El danés seguía moviéndose con asombrosa rapidez, teniendo en cuenta su espalda deforme.

– ¿Dónde está Cassiopeia? -se interesó Malone.

– En aprietos -contestó su amigo-. Pero es nuestra única salvación.

Cassiopeia vio que el hombre salía de la casa, se subía a su coche de alquiler y bajaba a toda velocidad el sendero bordeado de árboles que enlazaba con la carretera. Acto seguido encendió una pantalla de cristal líquido portátil que estaba conectada por radio a dos cámaras de vídeo que ella misma había instalado la semana anterior: una en la entrada a la carretera y la otra en lo alto de un árbol, a cincuenta metros de la casa.

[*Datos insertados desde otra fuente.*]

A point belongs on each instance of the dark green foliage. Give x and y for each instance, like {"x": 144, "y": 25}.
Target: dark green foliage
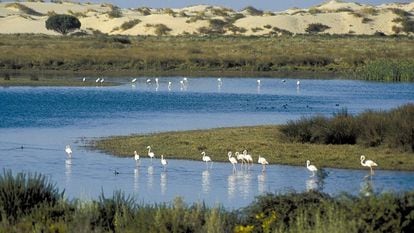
{"x": 316, "y": 28}
{"x": 394, "y": 129}
{"x": 21, "y": 193}
{"x": 387, "y": 70}
{"x": 62, "y": 23}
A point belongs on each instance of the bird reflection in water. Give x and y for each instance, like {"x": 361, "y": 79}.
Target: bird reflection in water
{"x": 261, "y": 182}
{"x": 150, "y": 180}
{"x": 367, "y": 187}
{"x": 68, "y": 170}
{"x": 312, "y": 184}
{"x": 231, "y": 185}
{"x": 205, "y": 181}
{"x": 163, "y": 182}
{"x": 136, "y": 180}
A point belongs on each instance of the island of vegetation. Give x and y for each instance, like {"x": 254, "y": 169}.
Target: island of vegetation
{"x": 338, "y": 142}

En el minúsculo monitor, el vehículo se detuvo. Rajarruedas salió del bosque, y el conductor abrió la portezuela y salió. Ambos hombres echaron a correr unos metros por el sendero, hacia la casa.

Cassiopeia sabía exactamente a qué esperaban, así que apagó el dispositivo y abandonó su escondite.

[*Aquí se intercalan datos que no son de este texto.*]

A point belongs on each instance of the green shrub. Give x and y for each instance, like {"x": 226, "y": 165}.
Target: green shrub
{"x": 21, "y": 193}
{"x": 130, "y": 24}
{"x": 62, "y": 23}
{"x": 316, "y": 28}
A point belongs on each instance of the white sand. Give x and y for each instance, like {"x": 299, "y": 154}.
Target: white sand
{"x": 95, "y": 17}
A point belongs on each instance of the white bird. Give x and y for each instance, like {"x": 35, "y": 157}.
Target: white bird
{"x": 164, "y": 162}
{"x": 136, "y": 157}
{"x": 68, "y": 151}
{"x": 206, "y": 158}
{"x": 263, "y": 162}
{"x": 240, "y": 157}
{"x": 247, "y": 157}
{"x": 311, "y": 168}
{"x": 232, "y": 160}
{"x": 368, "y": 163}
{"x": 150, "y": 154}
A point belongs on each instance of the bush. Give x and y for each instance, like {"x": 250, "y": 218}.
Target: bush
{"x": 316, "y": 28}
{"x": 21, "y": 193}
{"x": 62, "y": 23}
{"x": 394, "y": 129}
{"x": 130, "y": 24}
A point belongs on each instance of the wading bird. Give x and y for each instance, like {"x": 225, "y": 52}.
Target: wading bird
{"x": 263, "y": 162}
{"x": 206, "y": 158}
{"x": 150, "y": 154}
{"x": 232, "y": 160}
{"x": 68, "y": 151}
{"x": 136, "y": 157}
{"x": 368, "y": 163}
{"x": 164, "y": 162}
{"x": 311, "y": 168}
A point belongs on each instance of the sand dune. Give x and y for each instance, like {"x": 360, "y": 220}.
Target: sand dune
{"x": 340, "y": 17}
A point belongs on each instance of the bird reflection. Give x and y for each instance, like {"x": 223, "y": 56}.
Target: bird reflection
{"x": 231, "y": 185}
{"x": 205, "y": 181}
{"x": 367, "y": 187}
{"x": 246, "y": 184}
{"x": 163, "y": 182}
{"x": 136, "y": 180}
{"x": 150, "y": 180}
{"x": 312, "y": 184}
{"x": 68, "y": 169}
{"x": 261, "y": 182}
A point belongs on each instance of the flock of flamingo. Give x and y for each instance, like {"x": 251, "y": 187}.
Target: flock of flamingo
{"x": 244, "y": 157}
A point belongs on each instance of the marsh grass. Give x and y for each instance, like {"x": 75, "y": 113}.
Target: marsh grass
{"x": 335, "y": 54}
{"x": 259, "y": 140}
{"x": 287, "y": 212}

Viktor aguardó para comprobar si tenía razón. Había aparcado el coche a la vuelta de un recodo, en el camino de tierra apisonada, y observaba la casa al amparo del tronco de un árbol.

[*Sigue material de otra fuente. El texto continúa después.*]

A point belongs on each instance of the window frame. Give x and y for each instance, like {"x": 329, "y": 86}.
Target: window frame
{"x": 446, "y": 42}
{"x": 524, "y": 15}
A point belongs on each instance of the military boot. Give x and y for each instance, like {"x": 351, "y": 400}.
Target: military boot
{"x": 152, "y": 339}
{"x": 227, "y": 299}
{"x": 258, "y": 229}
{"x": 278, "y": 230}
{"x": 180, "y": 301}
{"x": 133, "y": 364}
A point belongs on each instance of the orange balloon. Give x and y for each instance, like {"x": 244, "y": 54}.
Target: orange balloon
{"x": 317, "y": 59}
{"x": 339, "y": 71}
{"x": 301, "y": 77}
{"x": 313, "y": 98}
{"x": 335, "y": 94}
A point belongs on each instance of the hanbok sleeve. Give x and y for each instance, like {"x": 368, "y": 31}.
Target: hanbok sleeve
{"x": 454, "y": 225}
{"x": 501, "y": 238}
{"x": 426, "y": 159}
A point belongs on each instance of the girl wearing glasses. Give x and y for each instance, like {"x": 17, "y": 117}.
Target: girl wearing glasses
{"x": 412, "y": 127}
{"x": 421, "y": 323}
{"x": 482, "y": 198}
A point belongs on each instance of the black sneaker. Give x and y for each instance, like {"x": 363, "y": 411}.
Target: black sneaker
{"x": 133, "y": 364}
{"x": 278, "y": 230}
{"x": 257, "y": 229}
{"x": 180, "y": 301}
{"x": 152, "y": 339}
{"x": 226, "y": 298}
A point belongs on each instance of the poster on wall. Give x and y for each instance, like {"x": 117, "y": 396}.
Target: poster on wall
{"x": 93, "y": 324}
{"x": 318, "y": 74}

– Ésos no irán a ninguna parte -aseguró Rafael-. Tienen dos ruedas pinchadas.

Viktor sabía que la mujer debía de haber estado vigilando.

– No fingí en ningún momento -aseguró Rafael-. Actué como si estuviera en guardia y no me percatara de nada.

Eso era lo que Viktor le había ordenado hacer.

Se sacó del bolsillo el medallón que había conseguido robar. Las órdenes de la ministra Zovastina eran claras: recuperarlos y devolverlos intactos. Ya tenían cinco; sólo faltaban tres.

– ¿Cómo eran? -quiso saber Rafael.

– Desconcertantes.

Lo decía en serio: había previsto sus movimientos, casi demasiado bien, lo cual le preocupaba.

La misma mujer delgada de movimientos felinos salió del bosque. Seguro que había visto las ruedas rajadas y corría a informar a los suyos. Lo complació saber que estaba en lo cierto. Sin embargo, ¿por qué la mujer no lo había impedido? Tal vez su cometido sólo fuese observar. Se percató de que llevaba algo pequeño y rectangular, y deseó haber traído unos prismáticos.

Rafael se metió la mano en el bolsillo de la chaqueta y extrajo el control remoto. Viktor apoyó una mano en el brazo de su compañero y advirtió:

– Aún no.

La mujer se detuvo, examinó las ruedas y corrió hacia la puerta principal.

– Dale tiempo.

Tres horas antes, después de fijar el encuentro, habían ido directamente allí. Un reconocimiento a fondo confirmó que la casa estaba vacía, de manera que escondieron bolsas de fuego griego bajo la elevada base y en el desván. En lugar de que una de las tortugas prendiera fuego a la mezcla, habían manipulado una batería de radio.